Tapir Fossil at the Museum of the North (KTUU)

                            Tapir Fossil at the Museum of the North (KTUU)

In July of 2017, the Reising family of Seward, Alaska was enjoying a picnic lunch on a popular beach near Homer, Alaska, taking a break from a favorite hobby, beachcombing.

“We were looking for plant fossils,” said Kai Reising. He was five years old at the time and running late for lunch. As he joined the rest of his family, he spotted a rock almost under his Dad’s feet. “It looked like a piece of petrified wood and I picked it up,” he recalled.

It was a bread loaf-sized piece of brown sandstone. Kai thought it was interesting, so he passed it to his dad for a second opinion. George Reising, Kai’s father, is a science and math teacher at Seward High School. “We flipped it over and right on the bottom were all these teeth,” George Reising said.

Kai’s mom, Deb Klien, is a biologist. She homeschools Kai and his younger brother Silas. “We just had a lot of fun speculating on what it might be,” she said. That’s when everyone got excited– making guesses as to what type of animal Kai’s find might be.

On their way home to Seward, they stopped by a rock shop in Sterling, Alaska for an additional opinion. It was pointed out that there was coal present in the sandstone. That’s when George Reising knew what they had found was about 10 million years old. “All of our lights went on. And we said, wait a minute, this is not Pleistocene at all. This is something significant. Nothing in the record,” George Reising said.

Dr. Patrick Druckenmiller, Director of the University of Alaska Museum of the North in Fairbanks, explains why there would be something new to Alaska’s fossil record. “We have dinosaur fossils in Alaska up to about 69-70 million years ago. And we have ice age mammal fossils in Alaska about just several thousand years old. And in between is a big gap that we have almost nothing in terms of fossil vertebrates.”

The Reisings had met Druckenmiller on a trip to Fairbanks they made earlier in the year. So they sent him some pictures of the fossil. When he saw the pictures, his heart rate went up. “This was something we had never seen before,” Druckenmiller said. A hand-off of the rock was arranged and a basic identification of what had been found quickly followed. “These teeth are very distinctly Tapir Teeth,” Druckenmiller said.
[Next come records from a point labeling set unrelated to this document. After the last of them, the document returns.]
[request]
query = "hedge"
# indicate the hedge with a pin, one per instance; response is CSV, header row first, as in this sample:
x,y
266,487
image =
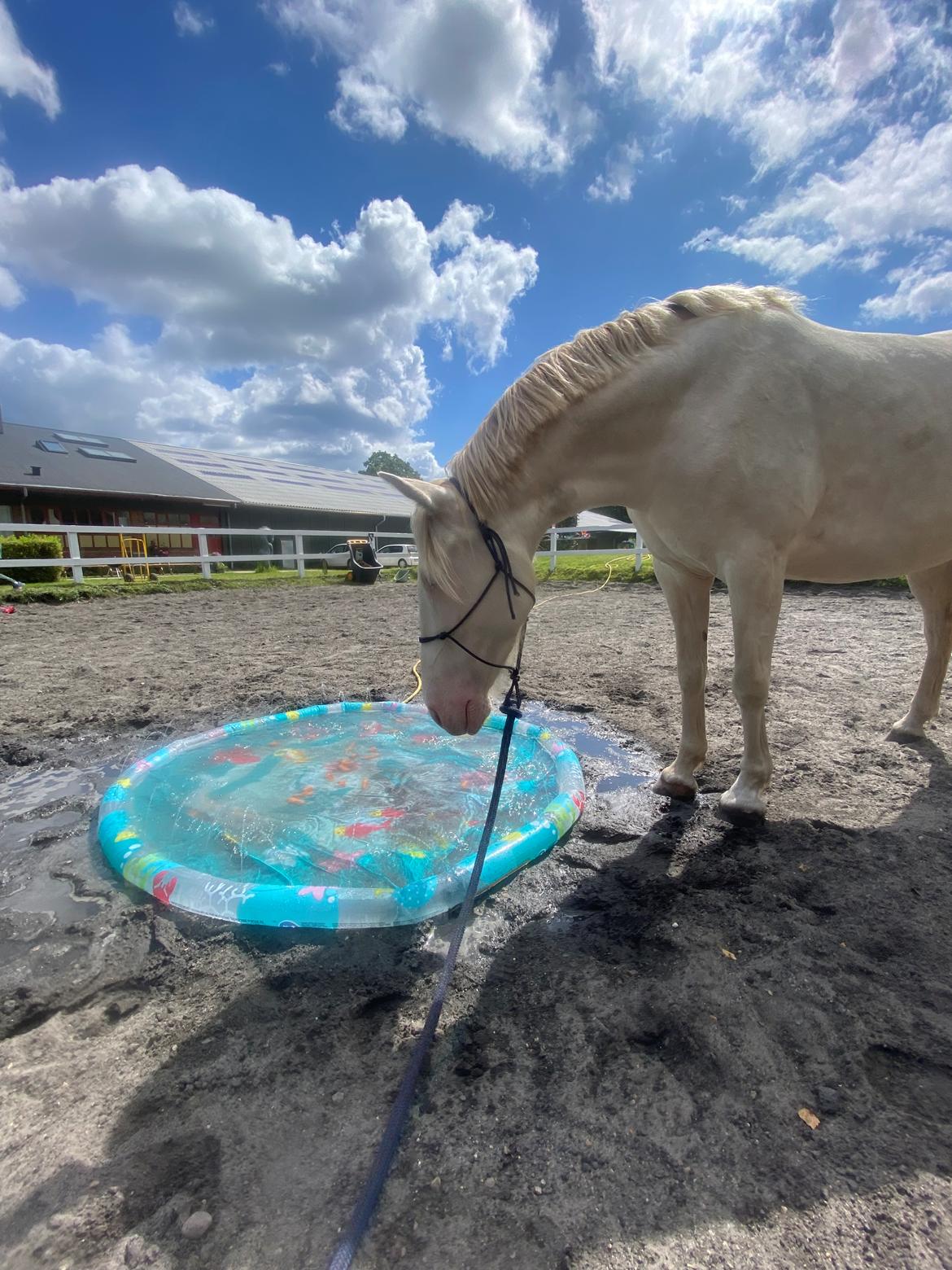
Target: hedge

Tapirs can still be found in some parts of South America but they are a fraction of the size of their fossilized cousin. “This is the first evidence of this group of animals ever found in the state of Alaska,” Druckenmiller said. He thinks it is possible this might even be a new species.
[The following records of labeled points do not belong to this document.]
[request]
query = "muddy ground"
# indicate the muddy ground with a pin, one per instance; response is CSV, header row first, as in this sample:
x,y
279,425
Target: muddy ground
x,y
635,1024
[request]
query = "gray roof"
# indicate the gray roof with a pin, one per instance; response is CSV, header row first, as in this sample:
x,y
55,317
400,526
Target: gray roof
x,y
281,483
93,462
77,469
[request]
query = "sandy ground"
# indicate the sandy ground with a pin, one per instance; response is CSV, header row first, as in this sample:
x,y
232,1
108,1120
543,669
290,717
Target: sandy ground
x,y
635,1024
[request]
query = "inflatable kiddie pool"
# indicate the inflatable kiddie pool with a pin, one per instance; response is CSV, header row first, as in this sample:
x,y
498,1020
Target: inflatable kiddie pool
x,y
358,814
A dark spot on the fossil offers an important clue to Druckenmiller. “It is very clearly a fresh break and this is probably right where this was attached to more of the skull in the side of the hill before it weathered out and tumbled down the bluff.”

That speculation prompted a trip back to the Homer beach this past summer. Hopes were high of finding additional pieces of the Tapir. But a group of scientists couldn’t duplicate the luck of a 5-year-old boy and no other pieces were found.

Druckenmiller wasn’t surprised this important fossil was found by a family on a picnic. “A lot of major fossil finds, whether they be dinosaurs or mammals or whatever, they’re not made by professional paleontologists,” he said. “They’re made by people out walking on the beach or out hunting or out fishing… because they are out in a place people don’t normally go.”

Also, he adds, “Five-year-olds are a lot closer to the ground.”

Druckenmiller wants to remind people that fossils found on state land are property of the state. He says, if you find something interesting, you can help by taking lots of pictures of the find and of the area. And if possible, note the GPS coordinates.